Have you been inspired by the projects and people shortlisted for a Heritage Angel Award? If so, do you want to follow their example? Perhaps you know of a historic building which needs to be rescued? Perhaps you want to raise funds for a community heritage project?

Being part of an organisation which brings a historic building back into use is an enormously rewarding activity and not as difficult to set up as you might think. Here are some tips on where to go for further information and support.

First, seek ideas and information from other successful projects. A good way to learn about heritage projects and building restoration is to subscribe to one of the many newsletters that are circulated free of charge by various organisations. The Heritage Alliance exists to support voluntary heritage bodies, and their fortnightly Update is full of useful information on grants and toolkits and of case studies showing what others have achieved. The Alliance’s sister body, the Historic Religious Buildings Alliance, also publishes a regular newsletter which is of especial interest to anyone facing the challenges of looking after a historic building that is used as a place of worship.

The Heritage Alliance also publishes a free online Funding Directory giving details of all the potential sources of support, financial and otherwise, for anyone seeking to undertake projects related to the heritage of the United Kingdom.
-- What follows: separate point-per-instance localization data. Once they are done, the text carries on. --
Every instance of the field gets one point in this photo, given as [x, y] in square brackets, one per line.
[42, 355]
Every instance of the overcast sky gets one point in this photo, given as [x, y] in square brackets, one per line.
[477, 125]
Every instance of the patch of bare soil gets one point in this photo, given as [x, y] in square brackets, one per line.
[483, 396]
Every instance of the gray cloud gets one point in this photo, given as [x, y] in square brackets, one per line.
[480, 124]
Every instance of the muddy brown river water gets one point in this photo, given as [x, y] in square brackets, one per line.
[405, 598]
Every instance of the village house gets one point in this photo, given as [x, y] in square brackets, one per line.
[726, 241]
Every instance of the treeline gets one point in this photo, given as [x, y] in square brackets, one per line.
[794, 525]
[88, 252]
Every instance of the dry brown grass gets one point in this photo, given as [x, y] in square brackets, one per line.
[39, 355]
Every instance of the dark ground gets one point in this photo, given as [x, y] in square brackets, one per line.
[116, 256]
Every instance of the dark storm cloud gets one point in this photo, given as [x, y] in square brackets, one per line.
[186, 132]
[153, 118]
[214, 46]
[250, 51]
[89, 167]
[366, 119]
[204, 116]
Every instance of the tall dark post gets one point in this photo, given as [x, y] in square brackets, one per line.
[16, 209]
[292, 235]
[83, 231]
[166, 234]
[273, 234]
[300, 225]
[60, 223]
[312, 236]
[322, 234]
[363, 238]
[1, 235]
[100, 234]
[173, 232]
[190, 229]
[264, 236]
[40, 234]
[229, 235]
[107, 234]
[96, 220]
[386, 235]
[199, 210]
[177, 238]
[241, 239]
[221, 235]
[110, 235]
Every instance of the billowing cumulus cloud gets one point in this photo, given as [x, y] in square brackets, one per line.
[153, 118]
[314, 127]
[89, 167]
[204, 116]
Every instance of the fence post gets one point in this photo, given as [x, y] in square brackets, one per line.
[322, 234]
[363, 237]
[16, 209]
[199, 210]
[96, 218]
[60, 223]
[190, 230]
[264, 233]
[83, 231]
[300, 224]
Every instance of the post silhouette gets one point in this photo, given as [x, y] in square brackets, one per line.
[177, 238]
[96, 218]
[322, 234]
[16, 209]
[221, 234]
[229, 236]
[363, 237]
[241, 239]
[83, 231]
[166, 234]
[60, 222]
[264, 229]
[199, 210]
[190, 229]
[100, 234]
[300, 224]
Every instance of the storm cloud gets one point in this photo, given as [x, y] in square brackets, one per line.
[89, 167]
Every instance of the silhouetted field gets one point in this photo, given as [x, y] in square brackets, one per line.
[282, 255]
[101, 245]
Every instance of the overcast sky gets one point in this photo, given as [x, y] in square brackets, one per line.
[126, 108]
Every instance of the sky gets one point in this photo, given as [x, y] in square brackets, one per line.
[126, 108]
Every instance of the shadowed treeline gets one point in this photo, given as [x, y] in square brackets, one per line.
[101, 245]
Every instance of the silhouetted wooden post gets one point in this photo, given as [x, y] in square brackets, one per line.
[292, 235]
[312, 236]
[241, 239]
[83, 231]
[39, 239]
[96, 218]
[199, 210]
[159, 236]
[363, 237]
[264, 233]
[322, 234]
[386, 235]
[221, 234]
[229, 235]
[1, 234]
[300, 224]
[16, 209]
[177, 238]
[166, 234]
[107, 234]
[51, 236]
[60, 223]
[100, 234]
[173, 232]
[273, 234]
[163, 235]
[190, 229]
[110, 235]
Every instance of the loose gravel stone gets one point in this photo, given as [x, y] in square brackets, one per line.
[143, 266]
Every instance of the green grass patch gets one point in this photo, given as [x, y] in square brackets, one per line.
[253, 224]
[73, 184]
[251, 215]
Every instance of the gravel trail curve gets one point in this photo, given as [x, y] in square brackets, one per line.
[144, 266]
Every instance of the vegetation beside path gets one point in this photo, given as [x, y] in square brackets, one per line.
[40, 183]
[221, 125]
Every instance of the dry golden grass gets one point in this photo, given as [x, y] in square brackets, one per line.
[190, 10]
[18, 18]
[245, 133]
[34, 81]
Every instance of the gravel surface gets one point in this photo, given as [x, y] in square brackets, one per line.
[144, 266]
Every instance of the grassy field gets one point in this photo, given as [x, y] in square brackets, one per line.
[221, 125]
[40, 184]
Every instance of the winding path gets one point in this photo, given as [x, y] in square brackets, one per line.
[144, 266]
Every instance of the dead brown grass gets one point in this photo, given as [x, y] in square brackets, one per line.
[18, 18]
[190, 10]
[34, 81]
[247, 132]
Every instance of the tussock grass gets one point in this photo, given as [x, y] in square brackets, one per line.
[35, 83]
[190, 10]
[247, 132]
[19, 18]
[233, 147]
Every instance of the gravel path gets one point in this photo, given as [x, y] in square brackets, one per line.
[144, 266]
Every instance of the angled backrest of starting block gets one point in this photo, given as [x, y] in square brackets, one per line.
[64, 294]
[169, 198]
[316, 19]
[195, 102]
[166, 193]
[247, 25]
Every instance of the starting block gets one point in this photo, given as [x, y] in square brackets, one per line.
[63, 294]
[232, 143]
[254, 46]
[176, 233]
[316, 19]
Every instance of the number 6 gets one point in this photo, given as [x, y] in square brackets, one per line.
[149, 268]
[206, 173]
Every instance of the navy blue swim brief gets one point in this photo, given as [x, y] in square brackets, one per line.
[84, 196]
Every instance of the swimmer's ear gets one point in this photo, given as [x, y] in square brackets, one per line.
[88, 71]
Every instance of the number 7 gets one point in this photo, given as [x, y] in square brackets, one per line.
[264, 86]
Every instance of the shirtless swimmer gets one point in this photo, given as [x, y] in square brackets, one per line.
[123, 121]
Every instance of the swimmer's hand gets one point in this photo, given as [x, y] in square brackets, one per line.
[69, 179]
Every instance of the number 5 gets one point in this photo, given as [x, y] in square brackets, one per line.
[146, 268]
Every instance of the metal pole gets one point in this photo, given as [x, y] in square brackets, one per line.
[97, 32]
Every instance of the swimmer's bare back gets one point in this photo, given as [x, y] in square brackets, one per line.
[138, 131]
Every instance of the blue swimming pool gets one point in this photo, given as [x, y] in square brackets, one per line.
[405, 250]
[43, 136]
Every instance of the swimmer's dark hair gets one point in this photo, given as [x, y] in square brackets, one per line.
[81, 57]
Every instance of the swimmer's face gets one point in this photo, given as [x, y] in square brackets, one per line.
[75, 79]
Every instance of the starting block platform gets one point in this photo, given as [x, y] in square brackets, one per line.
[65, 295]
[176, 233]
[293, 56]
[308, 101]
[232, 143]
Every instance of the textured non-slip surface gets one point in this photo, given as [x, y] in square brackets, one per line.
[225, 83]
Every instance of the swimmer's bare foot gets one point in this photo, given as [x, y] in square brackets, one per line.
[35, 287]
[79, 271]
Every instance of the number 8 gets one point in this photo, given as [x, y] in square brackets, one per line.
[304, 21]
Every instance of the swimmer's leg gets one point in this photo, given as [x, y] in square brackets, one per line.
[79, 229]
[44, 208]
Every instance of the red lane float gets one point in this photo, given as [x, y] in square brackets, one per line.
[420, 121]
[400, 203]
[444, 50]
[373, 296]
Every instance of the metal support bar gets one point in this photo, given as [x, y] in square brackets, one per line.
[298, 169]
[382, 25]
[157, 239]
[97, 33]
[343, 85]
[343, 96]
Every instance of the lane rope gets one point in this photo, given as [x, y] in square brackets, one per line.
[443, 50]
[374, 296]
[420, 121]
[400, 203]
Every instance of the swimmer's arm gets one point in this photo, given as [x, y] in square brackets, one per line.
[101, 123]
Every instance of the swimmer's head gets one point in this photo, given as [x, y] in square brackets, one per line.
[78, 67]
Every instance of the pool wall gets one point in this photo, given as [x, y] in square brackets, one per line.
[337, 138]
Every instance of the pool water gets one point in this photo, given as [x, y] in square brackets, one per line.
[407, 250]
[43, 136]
As well as detailing sources of grants from trusts and foundations, the Directory also lists organisations offering loan finance, awards, scholarships and other ‘in kind’ resources.

If you are specifically searching for funding for work on historic buildings you should also explore the website of the Architectural Heritage Fund (AHF), which helps not-for-profit organisations and charities to rescue, restore and re-use historic buildings in private, local authority or charitable ownership. The website has solid advice on setting up and managing building rescue projects and applying to funders. A very valuable part of the AHF’s service is its network of regional officers who can offer advice and support to your group, whatever stage you are at – even perhaps in the early stages of thinking about forming a group.

The Architectural Heritage Fund (AHF) promotes the conservation and sustainable re-use of historic buildings for the benefit of communities across the UK. We do this by providing advice, information and financial assistance in the form of early project grants and loans for projects undertaken by charities and not-for-private profit organisations.

The AHF is unique in that we are able to offer support to local communities at every point in the life-cycle of a project – from start-up advice and grants for early development work and project planning, through to loans for acquisition and as working capital for project delivery.

We are often the first point of contact for community groups seeking to rescue historic buildings ‘at risk’. We have a network of local officers based in each UK nation who can offer advice and support to your group, whatever stage you are at. If we can’t help, we’ll signpost you to other organisations that may be able to.


Then of course there is the Heritage Lottery Fund and the Big Lottery Fund, two of the biggest sources of financial aid and expertise in the field of heritage research, training, skills development and the restoration of heritage assets – see their websites for eligibility criteria and the different grants steams on offer.

Finally, if you are interested in apprenticeships or training courses in traditional construction skills, such as lime plastering, stone masonry, and carpentry, check the ‘Training Courses’ page of the Cadw website, the website of the Tywi Centre, which specialises in courses in building repair based on traditional methods and materials, and Apprenticeships page of the Canal and Rivers Trust website, where you will find some inspiring stories of current and former apprentices explaining what first attracted them to the Trust and how their apprenticeship has furthered their careers.